After waking, I take a few moments to position myself in a comfortable seated position and bring my awareness to my breath, allowing the breath to move in and out through the nose. On the inhale, I allow my lungs to fill fully by relaxing my abdomen, making room for my lungs and ribs to fully expand; as I exhale, I allow the air to move freely from lungs without effort.

Breath meditation is the practice of quieting the mind by bringing awareness to the breath. Breath is the bridge between the body and the mind and it is said that the mind is the king of the body, but the breath is the king of the mind. If you have ever taken a moment to take a deep breath and count to ten, you have experienced the power of the breath to calm the mind. One reason for this is the affect that deep breathing has on the vagus nerve.

The vagus nerve is the longest of the cranial nerves and controls the parasympathetic nervous system, which controls your relaxation response. By taking a deep breath and expanding your diaphragm, the vagus nerve is stimulated, which activates the parasympathetic nervous system.

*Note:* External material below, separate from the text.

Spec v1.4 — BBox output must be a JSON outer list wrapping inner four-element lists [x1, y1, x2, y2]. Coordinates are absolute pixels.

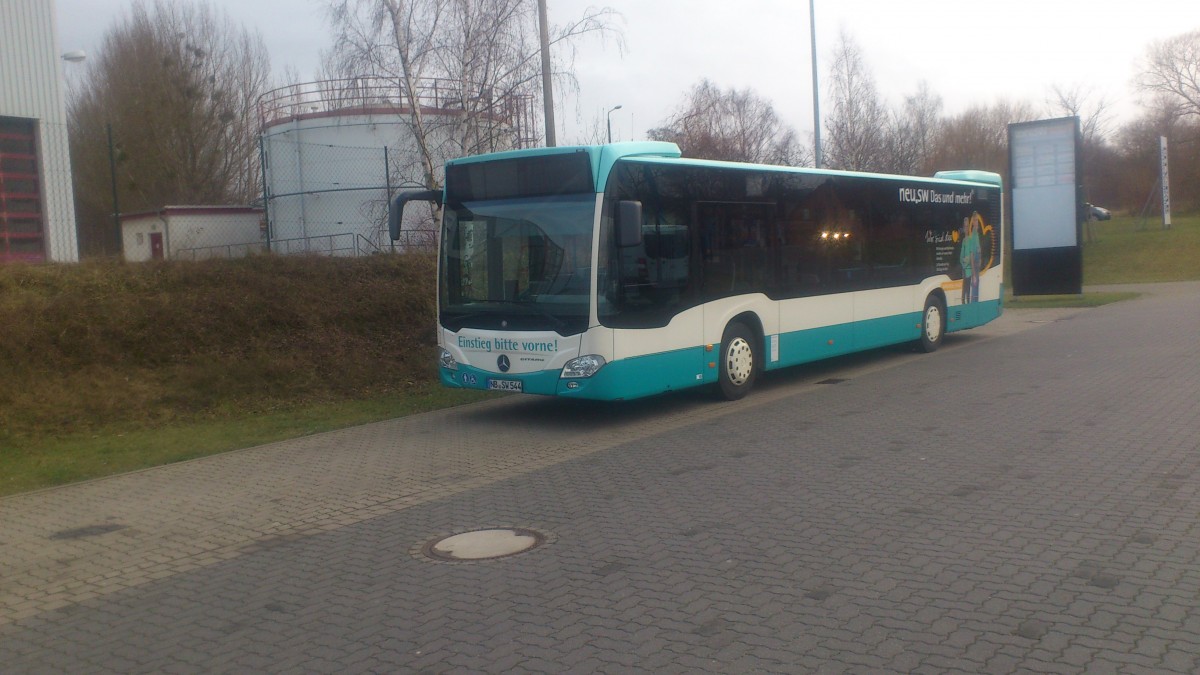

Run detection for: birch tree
[[325, 0, 621, 192]]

Beginning a breath meditation practice can be as simple as finding a few quiet moments throughout your day in which you put everything else aside and bring your awareness to your breath. This practice can be initiated at any time and place, although I recommend setting aside a specific time and place each day, as beginning any new habit takes time and effort and by allocating a scheduled time and place you provide yourself with the best possible chance for success.

By spending a few minutes every morning cultivating this practice you can bring calmness and increased metal clarity to your day. If you are new to meditation, I suggest starting with two to three minutes each day, and adding a minute a day each day.

As you sit quietly with your awareness on your breath you will probably notice that thoughts begin to arise; this is to be expected—thoughts are the natural condition of the mind. Thinking is what the mind does, and meditation is not the process of stopping the thoughts but, rather, allowing the thoughts to flow without becoming attached to them. A wonderful visualization for this is to imagine your thoughts as leaves floating down a river; as the thoughts float by you simply acknowledge their presence and watch them as they pass by.

Another helpful tool is the practice of non-judgment. Judging is the trap that tangles us in our thoughts. It is common for judging thoughts to arise during meditation, thoughts about how our practice is going in relation to ideas we may have about how it should be going, etc. Once the judgments arise, the mind follows them like a lost dog, so when you notice thoughts of judgment or criticism arising, simply notice them, and then let them go.

The process of meditation is not about controlling our thoughts, but instead becoming the master of them so that when the lost dog begins to wander off we simply call it back to the present moment with our breath. To be fully present in each moment is the goal of meditation, and in my next article on meditation, we will explore the practice of Mindfulness.

Meditation, like any disciplined endeavor, takes time to cultivate, which is exactly why we call it a practice; when applied daily the process becomes less challenging and before long we can become the master our thoughts and not allow them to master us.